Le « problème » sera de toute façon vite résolu si une, deux ou trois équipes montent en 3e ligue. Edy Nzita le sait bien: « Ah là, ce sera différent, oui. Déjà, il faudra beaucoup plus se battre pour sa place, dans chaque équipe. Comme je vous l’ai dit, à la IA, on est des potes d’enfance. On joue 20 ou 30 minutes, on sort, on entre, ça ne pose pas de problème. En 3e ligue, si on monte et j’espère bien qu’on va le faire, il faudra s’adapter un peu. » Mais avant cela, il faudra penser aux finales, qui se profilent dans quelques jours. Erkan Yildiz: « On s’en réjouit beaucoup, on espère une vraie fête du football à Chavannes ». Il n’aura pas besoin d’aller beaucoup visionner ses futurs adversaires: les Lausannois, il les connaît tous. Et ceux des autres régions? « On ne les connaît pas bien, mais eux non plus. Enfin, ceux qui attendent de jouer contre des Chiliens vont être surpris. A part ceux qui auront lu votre article avant! », termine le coach en rigolant.

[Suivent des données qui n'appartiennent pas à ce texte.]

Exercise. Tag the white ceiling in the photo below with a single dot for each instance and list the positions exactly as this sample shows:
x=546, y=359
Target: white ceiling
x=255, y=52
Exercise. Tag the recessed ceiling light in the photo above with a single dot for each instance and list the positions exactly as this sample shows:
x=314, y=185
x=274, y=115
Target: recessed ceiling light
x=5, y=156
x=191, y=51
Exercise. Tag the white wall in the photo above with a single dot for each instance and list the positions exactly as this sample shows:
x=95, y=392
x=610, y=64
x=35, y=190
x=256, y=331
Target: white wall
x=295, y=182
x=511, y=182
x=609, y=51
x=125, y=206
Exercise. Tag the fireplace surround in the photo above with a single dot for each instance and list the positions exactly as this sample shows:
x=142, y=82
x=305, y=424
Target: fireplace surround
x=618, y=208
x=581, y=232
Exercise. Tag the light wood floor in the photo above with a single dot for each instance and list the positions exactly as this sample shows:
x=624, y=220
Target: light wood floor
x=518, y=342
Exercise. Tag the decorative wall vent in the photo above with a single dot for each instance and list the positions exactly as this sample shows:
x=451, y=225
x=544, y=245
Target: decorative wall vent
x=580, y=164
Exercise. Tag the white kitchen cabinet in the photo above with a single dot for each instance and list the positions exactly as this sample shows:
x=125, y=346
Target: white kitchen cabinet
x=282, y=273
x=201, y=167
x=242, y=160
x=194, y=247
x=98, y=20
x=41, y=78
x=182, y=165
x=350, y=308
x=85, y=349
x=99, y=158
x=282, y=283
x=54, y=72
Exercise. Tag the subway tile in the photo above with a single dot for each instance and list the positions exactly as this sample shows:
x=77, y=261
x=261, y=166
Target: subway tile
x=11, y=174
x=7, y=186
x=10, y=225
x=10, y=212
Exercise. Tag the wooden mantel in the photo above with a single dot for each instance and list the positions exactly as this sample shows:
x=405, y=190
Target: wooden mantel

« Chile a une tradition en 2e ligue »

Son équipe, de toute façon, a déjà le niveau de 3e ligue, sans souci. « On est plusieurs à avoir joué à ce niveau ou plus haut. Sincèrement, je pense qu’on peut viser la 2e ligue avec quelques renforts et dans quelques années, mais chose en son temps. Chile a une tradition en 2e ligue et est tombé pour des raisons qui ne me regardent pas. Ce serait sympa de ramener le club à ce niveau, un peu comme un cadeau pour nous avoir accueilli », conclut Nzita. Chile n’a pas fini de faire parler de lui.